Like all good tech companies, Heavy.ai has its idiosyncratic origin story. Its founder Todd Mostak wanted to find a way to analyse large amounts of geospatial data points when, for a University research project, he was researching the use of Twitter during the Arab Spring movement. It also has its list of former names: originally it was formed as MapD, which stood for Massively Parallel Database, then it was known as OmniSci, before setting on its currently vogueish Heavy.ai styling. (Actually it caps it up but that’s more than the TMN style guide can handle for now.)
But the core of what it does hasn’t changed since Mostak’s early work: as he explains it on his LinkedIn profile, he discovered that by utilising the “parallelism of GPUs and CPUs”, he could “query, render, and visualise multi-billion row datasets without needing to downsample, index, or pre-aggregate”.

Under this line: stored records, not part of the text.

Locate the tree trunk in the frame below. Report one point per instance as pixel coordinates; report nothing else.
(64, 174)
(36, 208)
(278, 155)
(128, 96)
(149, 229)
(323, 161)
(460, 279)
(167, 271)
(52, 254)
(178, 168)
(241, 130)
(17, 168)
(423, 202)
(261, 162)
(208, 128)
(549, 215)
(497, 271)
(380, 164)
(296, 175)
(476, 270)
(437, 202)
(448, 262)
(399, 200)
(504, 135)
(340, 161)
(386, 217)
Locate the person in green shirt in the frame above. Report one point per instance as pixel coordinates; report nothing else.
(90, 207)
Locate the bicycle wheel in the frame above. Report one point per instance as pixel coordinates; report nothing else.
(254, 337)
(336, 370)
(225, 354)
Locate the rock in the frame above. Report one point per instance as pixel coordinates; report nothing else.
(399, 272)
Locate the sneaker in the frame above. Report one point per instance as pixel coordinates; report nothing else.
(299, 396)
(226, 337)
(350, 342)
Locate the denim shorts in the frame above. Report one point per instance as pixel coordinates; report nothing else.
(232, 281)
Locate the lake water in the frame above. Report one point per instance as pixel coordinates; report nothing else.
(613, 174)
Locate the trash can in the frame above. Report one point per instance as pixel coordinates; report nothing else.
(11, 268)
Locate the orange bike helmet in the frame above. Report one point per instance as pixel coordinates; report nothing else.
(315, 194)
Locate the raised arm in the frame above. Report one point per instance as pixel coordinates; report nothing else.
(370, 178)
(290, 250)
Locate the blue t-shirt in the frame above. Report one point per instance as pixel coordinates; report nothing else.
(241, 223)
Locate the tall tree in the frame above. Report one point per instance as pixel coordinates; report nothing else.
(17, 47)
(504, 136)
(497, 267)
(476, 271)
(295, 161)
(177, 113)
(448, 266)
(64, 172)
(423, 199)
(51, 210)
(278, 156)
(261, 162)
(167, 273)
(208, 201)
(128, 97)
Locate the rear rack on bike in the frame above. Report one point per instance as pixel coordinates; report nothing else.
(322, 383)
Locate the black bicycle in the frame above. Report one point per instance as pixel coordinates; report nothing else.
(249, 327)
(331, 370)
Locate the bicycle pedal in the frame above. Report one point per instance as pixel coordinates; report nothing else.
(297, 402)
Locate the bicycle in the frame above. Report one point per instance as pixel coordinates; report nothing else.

Mostak says that as he went along, “I soon discovered that my pain point was shared by vast swathes of analysts, data scientists, and data practitioners, who yearned for an agile and effortless way to analyse and visually explore the massive datasets that their organisations were accumulating but could not extract value from. Realising that the problem was bigger than just the difficulties I was encountering in my own research drove me to build a company around the core initial technology.”
That method of sorting through huge datasets has most recently been productised into a solution that Heavy.ai offers to governments, energy companies, utilities and telco operators. The company has also worked in partnership with GPU behemoth Nvidia, which also holds a stake in Heavy.ai, along with a series of other investors that include Google Ventures and Verizon Ventures.
So what is heavy.ai’s play in the telco, and mobile network operator space, and does what it is doing differ from other big data analytics methods?
Talking to TMN, Jennifer Woodford, VP of Customer Success, said, “What we do is that we allow organisations to analyse and visualise large geospatial datasets from multiple data sources. When we talk about large datasets, we’re talking 10 million and up to billions of rows, working with data at a scale that many of the other existing tools – or general business intelligence and recording tools – aren’t able to handle. That’s size of the data set but also the level of complexity; geospatial data has a lot of complex aspects to it – location, time, etc. What we allow organisations to do is to instantaneously visualise that, and to make decisions for their business.”
“What we allow for is those instantaneous results because it is an interactive tool. So whether you’re a network engineer or you’re an executive, you can play with the data – visualise and create different scenarios – and be able to act on that to make data driven decisions very quickly.”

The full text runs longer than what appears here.